Robots becoming 100x cheaper, or humans becoming 100x more expensive.


Unitree sells robot similar to Boston Dynamics Spot for $2700. If you add robotic gripper to it can do things like picking strawberries cheaper than minimum wage worker. Say if robot costs $3500 and minimum wage is $10/hour then robot needs to only complete 43 8-hour shifts over it's lifetime to displace human worker.


That is the basic version. The EDU version which opens more API/interface to the user cost much more. Also training a whole-body (quadruped + robotic arm with gripper) to do something like picking strawberries remains challenging today.


It's challenging but looks like Boston dynamics is able to do that kind of tasks. For instance they have a build in feature for spot with robotic hand that can open a door by turning door handle. And apparently it works with most doors.


That won't work with rain or likely dirt or dust either.

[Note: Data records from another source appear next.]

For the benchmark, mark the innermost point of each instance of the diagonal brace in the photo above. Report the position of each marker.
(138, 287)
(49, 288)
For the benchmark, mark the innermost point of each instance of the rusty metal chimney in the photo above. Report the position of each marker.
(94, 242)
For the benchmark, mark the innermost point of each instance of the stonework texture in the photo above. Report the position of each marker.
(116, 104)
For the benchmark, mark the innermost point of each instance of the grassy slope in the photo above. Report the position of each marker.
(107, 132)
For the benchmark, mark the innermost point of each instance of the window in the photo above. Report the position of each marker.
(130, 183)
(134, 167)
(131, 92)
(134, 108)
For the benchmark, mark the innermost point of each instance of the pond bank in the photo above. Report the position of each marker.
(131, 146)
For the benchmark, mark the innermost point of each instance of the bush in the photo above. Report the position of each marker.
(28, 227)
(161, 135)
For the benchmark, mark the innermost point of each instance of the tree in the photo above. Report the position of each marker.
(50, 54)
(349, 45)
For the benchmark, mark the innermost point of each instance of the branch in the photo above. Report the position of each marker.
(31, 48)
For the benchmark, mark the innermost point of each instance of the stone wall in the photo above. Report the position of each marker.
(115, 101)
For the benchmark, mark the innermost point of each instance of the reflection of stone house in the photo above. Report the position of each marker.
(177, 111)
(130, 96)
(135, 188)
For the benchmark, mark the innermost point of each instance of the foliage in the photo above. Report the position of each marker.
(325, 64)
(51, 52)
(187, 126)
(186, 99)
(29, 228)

They do have a B1 which is shown forging water but it's $100k.

EDIT: page says that's not the real price, but https://www.ground.ghostysky.com/en/product/unitree-b1/ claims 70k€ so who knows.


> Robots becoming 100x cheaper

That is DeepMind succeeding on building robots that can build robots.


Not sure how helpful that would be, I don't think most of the cost of robotics manufacturing is assembly. Precision machining would be part of it, as would actuators and batteries, all of which require their own specialised manufacturing chains that I doubt DeepMind can improve by an order of magnitude. And then of course there's the chips, which are very important and unlikely to drop in cost significantly from anything DeepMind can do. Of course your floor is the cost of materials, which is going to be based on labour and exchange value from mining and refining, particularly of lithium and aluminium, neither of which I think is particularly susceptible to any advances DeepMind is likely to make.

If someone from twenty years in the future appeared in my living room and informed me with certainty that robots are 100x cheaper in 2043 and asked me how that could be true, my first guess would be that there are significant energy breakthroughs making aluminium and lithium much cheaper as raw materials, and that robots took off as a very popular consumer product and are now sold in quantities between 100 million and 1 billion units every year, driving prices down through economies of scale. I'm not certain that would be enough on its own to get prices down that far, but it would be my best guess.